Hari pernikahan tiba. Aulia duduk di bangku belakang gereja, mencoba untuk tidak menangis melihat pasangan yang bahagia itu. Rafli berdiri di altar, memandang Nadia dengan penuh cinta. Aulia menatap mereka, berusaha mengendalikan diri. Namun, seketika matanya bertemu dengan mata Rafli. Ada keheningan sejenak antara mereka, sebuah pengakuan tanpa kata.
Aulia tahu, saat itu, bahwa ia harus melepaskan.
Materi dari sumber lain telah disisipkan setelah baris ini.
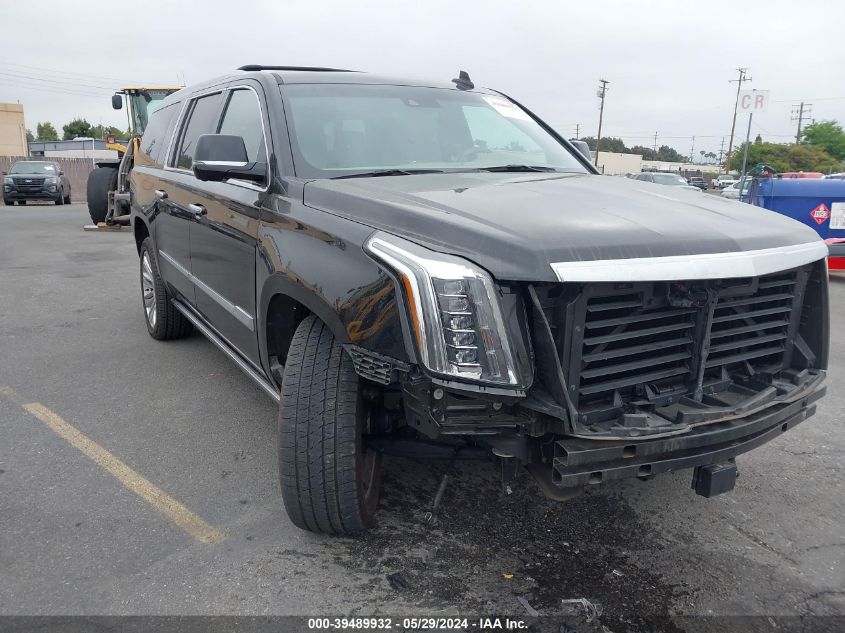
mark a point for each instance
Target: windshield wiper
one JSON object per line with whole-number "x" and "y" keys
{"x": 390, "y": 172}
{"x": 516, "y": 168}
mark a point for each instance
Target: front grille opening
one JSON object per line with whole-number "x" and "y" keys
{"x": 751, "y": 330}
{"x": 629, "y": 351}
{"x": 627, "y": 344}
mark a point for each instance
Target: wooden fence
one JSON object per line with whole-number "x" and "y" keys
{"x": 76, "y": 169}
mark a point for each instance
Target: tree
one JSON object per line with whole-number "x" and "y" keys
{"x": 827, "y": 135}
{"x": 46, "y": 132}
{"x": 670, "y": 155}
{"x": 783, "y": 157}
{"x": 77, "y": 127}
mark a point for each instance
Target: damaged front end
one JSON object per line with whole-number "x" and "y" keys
{"x": 586, "y": 381}
{"x": 637, "y": 378}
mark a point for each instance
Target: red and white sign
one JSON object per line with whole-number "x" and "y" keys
{"x": 820, "y": 213}
{"x": 753, "y": 100}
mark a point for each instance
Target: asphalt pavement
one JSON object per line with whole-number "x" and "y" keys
{"x": 139, "y": 477}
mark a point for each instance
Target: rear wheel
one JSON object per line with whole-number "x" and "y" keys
{"x": 163, "y": 320}
{"x": 100, "y": 182}
{"x": 330, "y": 479}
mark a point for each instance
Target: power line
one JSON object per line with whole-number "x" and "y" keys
{"x": 70, "y": 74}
{"x": 601, "y": 94}
{"x": 55, "y": 89}
{"x": 742, "y": 78}
{"x": 68, "y": 84}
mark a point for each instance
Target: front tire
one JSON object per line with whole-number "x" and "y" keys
{"x": 100, "y": 182}
{"x": 330, "y": 480}
{"x": 164, "y": 321}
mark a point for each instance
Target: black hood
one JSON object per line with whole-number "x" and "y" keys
{"x": 515, "y": 225}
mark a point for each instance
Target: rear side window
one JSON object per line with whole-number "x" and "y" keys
{"x": 155, "y": 136}
{"x": 202, "y": 119}
{"x": 243, "y": 118}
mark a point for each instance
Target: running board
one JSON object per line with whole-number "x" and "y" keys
{"x": 224, "y": 347}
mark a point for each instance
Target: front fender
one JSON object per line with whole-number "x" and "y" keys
{"x": 318, "y": 261}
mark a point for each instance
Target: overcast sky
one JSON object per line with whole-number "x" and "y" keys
{"x": 668, "y": 63}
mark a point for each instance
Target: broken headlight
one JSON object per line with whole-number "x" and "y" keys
{"x": 455, "y": 313}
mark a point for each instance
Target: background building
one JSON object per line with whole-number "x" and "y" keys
{"x": 71, "y": 149}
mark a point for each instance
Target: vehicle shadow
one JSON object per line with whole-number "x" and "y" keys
{"x": 486, "y": 546}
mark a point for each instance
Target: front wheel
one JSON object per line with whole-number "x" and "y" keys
{"x": 163, "y": 320}
{"x": 330, "y": 479}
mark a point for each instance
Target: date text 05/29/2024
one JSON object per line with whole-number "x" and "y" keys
{"x": 417, "y": 624}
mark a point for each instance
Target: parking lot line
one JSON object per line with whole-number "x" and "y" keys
{"x": 149, "y": 492}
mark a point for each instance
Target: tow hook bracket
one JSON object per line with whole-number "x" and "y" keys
{"x": 712, "y": 480}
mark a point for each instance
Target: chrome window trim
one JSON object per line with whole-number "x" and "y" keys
{"x": 232, "y": 181}
{"x": 688, "y": 267}
{"x": 236, "y": 311}
{"x": 177, "y": 131}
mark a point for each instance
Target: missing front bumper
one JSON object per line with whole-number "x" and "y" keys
{"x": 579, "y": 462}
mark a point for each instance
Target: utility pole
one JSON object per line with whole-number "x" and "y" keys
{"x": 802, "y": 112}
{"x": 602, "y": 91}
{"x": 739, "y": 82}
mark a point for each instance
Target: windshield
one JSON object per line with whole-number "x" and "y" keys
{"x": 343, "y": 129}
{"x": 669, "y": 179}
{"x": 142, "y": 104}
{"x": 33, "y": 168}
Ia harus mengikhlaskan perasaan yang selama ini ia simpan dalam diam.
Bab 4: Mencari Kedamaian
Setelah pernikahan, Aulia merasa hatinya sedikit lebih ringan. Meskipun luka masih ada, ia mulai belajar menerima kenyataan bahwa cinta yang ia simpan selama ini bukanlah untuknya. Ia memilih untuk mengikhlaskan, untuk memberi ruang bagi dirinya sendiri.
Waktu berlalu, dan Aulia semakin sibuk dengan toko bunga ibunya. Ia mulai menemukan kebahagiaan dalam hal-hal kecil, seperti merawat bunga-bunga yang tumbuh di taman. Setiap kelopak yang mekar mengingatkannya pada perjalanan hatinya—betapa ia telah belajar bahwa meskipun ada cinta yang harus dilepaskan, hidup masih memiliki banyak keindahan untuk ditawarkan.
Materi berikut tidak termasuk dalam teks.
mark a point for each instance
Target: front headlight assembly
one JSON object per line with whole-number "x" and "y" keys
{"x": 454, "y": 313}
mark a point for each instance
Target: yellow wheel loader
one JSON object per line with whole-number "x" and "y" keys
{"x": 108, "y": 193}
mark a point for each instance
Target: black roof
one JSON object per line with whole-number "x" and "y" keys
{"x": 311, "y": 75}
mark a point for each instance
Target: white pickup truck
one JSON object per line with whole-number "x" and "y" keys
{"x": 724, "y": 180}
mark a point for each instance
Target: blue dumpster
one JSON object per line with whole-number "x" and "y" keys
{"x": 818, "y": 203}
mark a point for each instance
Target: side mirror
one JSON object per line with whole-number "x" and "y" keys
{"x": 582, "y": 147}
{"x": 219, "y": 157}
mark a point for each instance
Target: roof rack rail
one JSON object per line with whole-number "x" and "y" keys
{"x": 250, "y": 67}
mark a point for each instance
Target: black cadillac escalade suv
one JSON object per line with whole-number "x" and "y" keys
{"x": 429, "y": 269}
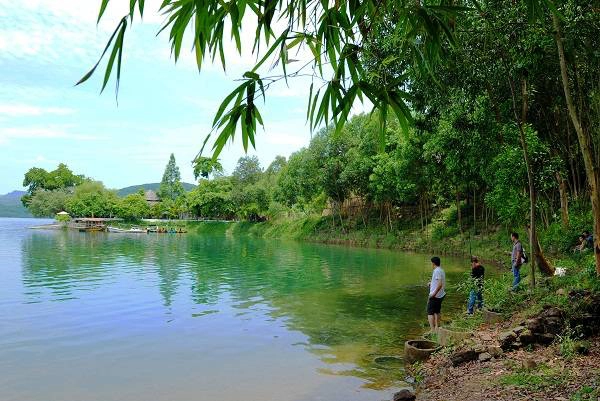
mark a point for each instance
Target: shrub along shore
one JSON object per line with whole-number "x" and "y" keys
{"x": 545, "y": 347}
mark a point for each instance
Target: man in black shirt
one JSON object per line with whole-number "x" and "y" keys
{"x": 476, "y": 294}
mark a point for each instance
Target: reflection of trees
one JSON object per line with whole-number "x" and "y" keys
{"x": 356, "y": 303}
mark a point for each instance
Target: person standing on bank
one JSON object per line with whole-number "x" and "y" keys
{"x": 437, "y": 292}
{"x": 516, "y": 259}
{"x": 476, "y": 294}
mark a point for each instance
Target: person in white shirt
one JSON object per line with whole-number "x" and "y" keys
{"x": 437, "y": 292}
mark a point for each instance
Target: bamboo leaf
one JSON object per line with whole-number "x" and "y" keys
{"x": 102, "y": 9}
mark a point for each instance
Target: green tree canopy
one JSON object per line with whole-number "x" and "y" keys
{"x": 170, "y": 186}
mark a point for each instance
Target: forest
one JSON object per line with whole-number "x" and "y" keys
{"x": 491, "y": 107}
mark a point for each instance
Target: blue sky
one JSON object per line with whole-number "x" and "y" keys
{"x": 163, "y": 108}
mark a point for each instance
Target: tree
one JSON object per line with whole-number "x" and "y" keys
{"x": 334, "y": 34}
{"x": 247, "y": 171}
{"x": 170, "y": 186}
{"x": 39, "y": 179}
{"x": 205, "y": 166}
{"x": 133, "y": 207}
{"x": 212, "y": 198}
{"x": 46, "y": 203}
{"x": 92, "y": 199}
{"x": 276, "y": 166}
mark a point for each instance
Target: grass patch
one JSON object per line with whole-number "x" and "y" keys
{"x": 540, "y": 378}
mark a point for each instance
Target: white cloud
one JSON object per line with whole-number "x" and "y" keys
{"x": 45, "y": 132}
{"x": 19, "y": 110}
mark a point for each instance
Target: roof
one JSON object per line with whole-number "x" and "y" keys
{"x": 95, "y": 219}
{"x": 151, "y": 196}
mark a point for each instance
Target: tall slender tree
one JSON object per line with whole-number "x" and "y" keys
{"x": 170, "y": 186}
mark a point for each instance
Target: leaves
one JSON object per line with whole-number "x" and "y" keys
{"x": 333, "y": 33}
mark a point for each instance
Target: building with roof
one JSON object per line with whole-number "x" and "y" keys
{"x": 152, "y": 197}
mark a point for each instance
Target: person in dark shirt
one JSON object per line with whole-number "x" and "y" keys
{"x": 589, "y": 240}
{"x": 476, "y": 294}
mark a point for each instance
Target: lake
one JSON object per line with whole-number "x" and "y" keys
{"x": 204, "y": 316}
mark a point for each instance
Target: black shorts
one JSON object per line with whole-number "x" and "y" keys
{"x": 434, "y": 305}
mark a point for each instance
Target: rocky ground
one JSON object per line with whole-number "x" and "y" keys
{"x": 513, "y": 361}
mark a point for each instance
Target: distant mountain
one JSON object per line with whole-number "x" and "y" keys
{"x": 152, "y": 187}
{"x": 11, "y": 206}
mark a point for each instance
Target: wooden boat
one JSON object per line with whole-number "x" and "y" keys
{"x": 91, "y": 229}
{"x": 132, "y": 230}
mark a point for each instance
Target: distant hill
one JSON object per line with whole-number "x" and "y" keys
{"x": 11, "y": 206}
{"x": 152, "y": 186}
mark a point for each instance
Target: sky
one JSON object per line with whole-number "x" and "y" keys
{"x": 46, "y": 46}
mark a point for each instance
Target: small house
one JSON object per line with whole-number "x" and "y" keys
{"x": 151, "y": 197}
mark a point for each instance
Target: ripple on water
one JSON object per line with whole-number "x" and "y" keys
{"x": 171, "y": 317}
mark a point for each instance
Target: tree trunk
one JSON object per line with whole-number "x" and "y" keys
{"x": 585, "y": 144}
{"x": 474, "y": 210}
{"x": 459, "y": 214}
{"x": 532, "y": 195}
{"x": 564, "y": 199}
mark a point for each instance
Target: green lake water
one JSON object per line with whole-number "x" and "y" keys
{"x": 203, "y": 316}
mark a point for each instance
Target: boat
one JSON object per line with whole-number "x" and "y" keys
{"x": 132, "y": 230}
{"x": 91, "y": 229}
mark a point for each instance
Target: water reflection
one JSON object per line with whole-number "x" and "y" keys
{"x": 350, "y": 305}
Suatu sore, Aulia duduk di bangku taman, memandang bunga-bunga yang berwarna cerah. Ia tersenyum kecil. Cinta yang tak terbalas memang menyakitkan, tetapi ia sadar bahwa kebahagiaan sejati tidak selalu datang dari orang lain. Kadang, kebahagiaan itu ada dalam diri kita sendiri—dalam setiap langkah kita untuk melepaskan dan menerima.
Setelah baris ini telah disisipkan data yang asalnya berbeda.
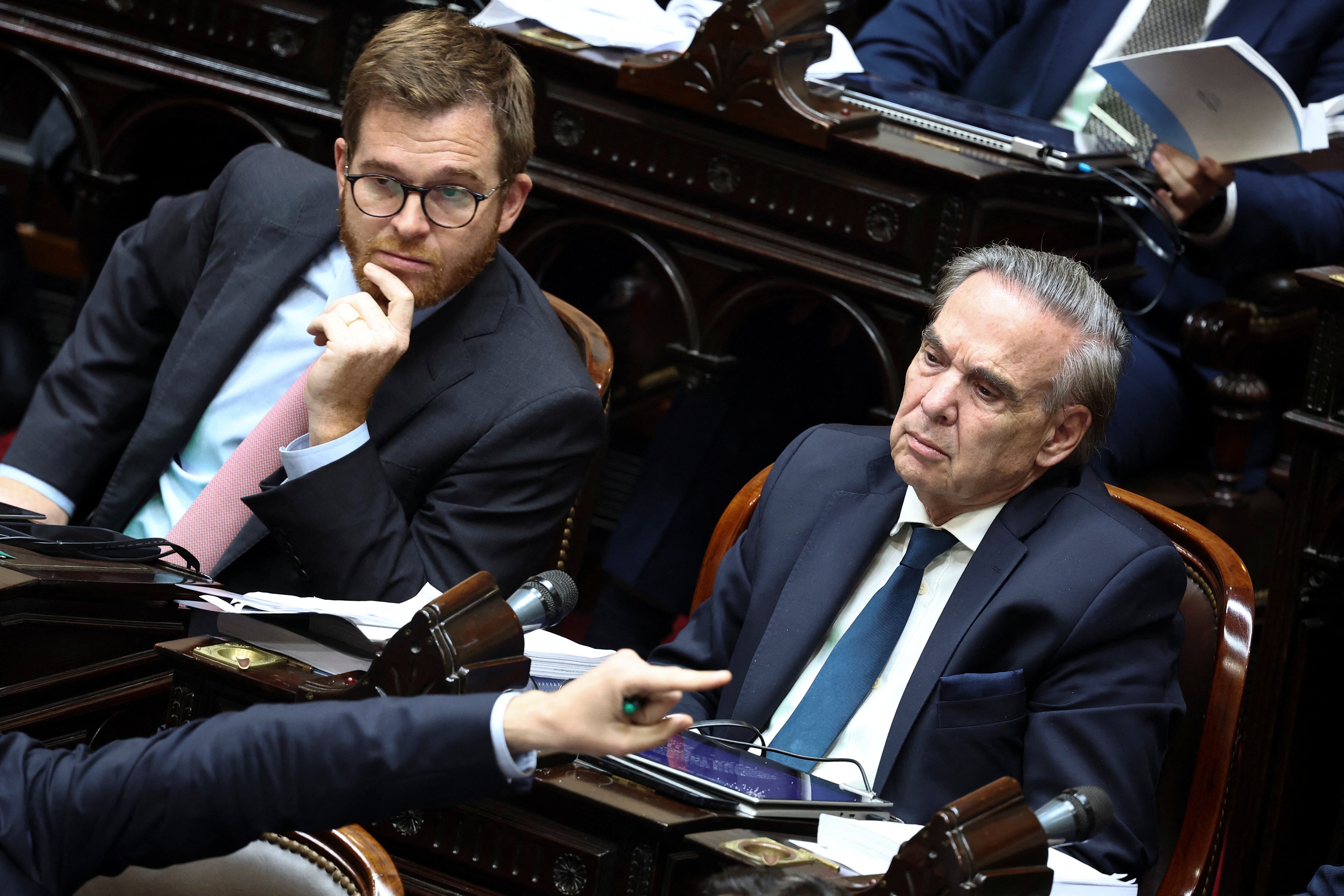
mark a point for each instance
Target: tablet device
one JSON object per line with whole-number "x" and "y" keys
{"x": 10, "y": 514}
{"x": 695, "y": 769}
{"x": 967, "y": 120}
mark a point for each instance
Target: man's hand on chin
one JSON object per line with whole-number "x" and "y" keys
{"x": 588, "y": 714}
{"x": 23, "y": 496}
{"x": 363, "y": 344}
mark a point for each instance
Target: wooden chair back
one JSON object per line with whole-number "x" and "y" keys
{"x": 1218, "y": 609}
{"x": 595, "y": 348}
{"x": 334, "y": 863}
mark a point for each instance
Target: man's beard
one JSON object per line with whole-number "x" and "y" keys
{"x": 443, "y": 280}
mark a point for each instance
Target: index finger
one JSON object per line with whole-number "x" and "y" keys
{"x": 652, "y": 680}
{"x": 401, "y": 303}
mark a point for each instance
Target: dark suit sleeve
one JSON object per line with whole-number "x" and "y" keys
{"x": 210, "y": 788}
{"x": 710, "y": 637}
{"x": 496, "y": 510}
{"x": 1284, "y": 222}
{"x": 96, "y": 391}
{"x": 1328, "y": 880}
{"x": 1107, "y": 708}
{"x": 935, "y": 44}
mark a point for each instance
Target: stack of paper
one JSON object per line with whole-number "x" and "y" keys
{"x": 642, "y": 25}
{"x": 560, "y": 659}
{"x": 1221, "y": 99}
{"x": 377, "y": 620}
{"x": 867, "y": 848}
{"x": 370, "y": 625}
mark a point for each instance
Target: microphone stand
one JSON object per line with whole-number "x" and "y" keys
{"x": 984, "y": 844}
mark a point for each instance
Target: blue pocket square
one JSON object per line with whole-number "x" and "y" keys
{"x": 972, "y": 686}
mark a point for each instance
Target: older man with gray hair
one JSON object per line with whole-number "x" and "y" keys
{"x": 960, "y": 598}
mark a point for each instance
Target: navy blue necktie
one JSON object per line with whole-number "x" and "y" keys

Dan dengan itu, Aulia akhirnya mengerti. Melepaskan bukan berarti melupakan, tapi memberi ruang untuk cinta yang lain tumbuh—cinta untuk diri sendiri, cinta untuk hidup, dan cinta untuk masa depan yang masih penuh dengan harapan.
Akhir
Keikhlasan Aulia bukanlah hasil dari satu keputusan cepat. Itu adalah perjalanan panjang, penuh dengan air mata dan tawa, penuh dengan luka dan penyembuhan. Dalam setiap langkahnya, ia belajar bahwa melepaskan yang bukan milik kita memberi ruang bagi kebahagiaan yang sejati—kebahagiaan yang datang dari dalam diri, bukan dari luar.
Catatan: Novel mini ini menggambarkan perjalanan seorang wanita yang belajar untuk melepaskan cinta yang tidak terbalas, serta bagaimana proses menerima kenyataan dan mengikhlaskan bisa membawa kedamaian.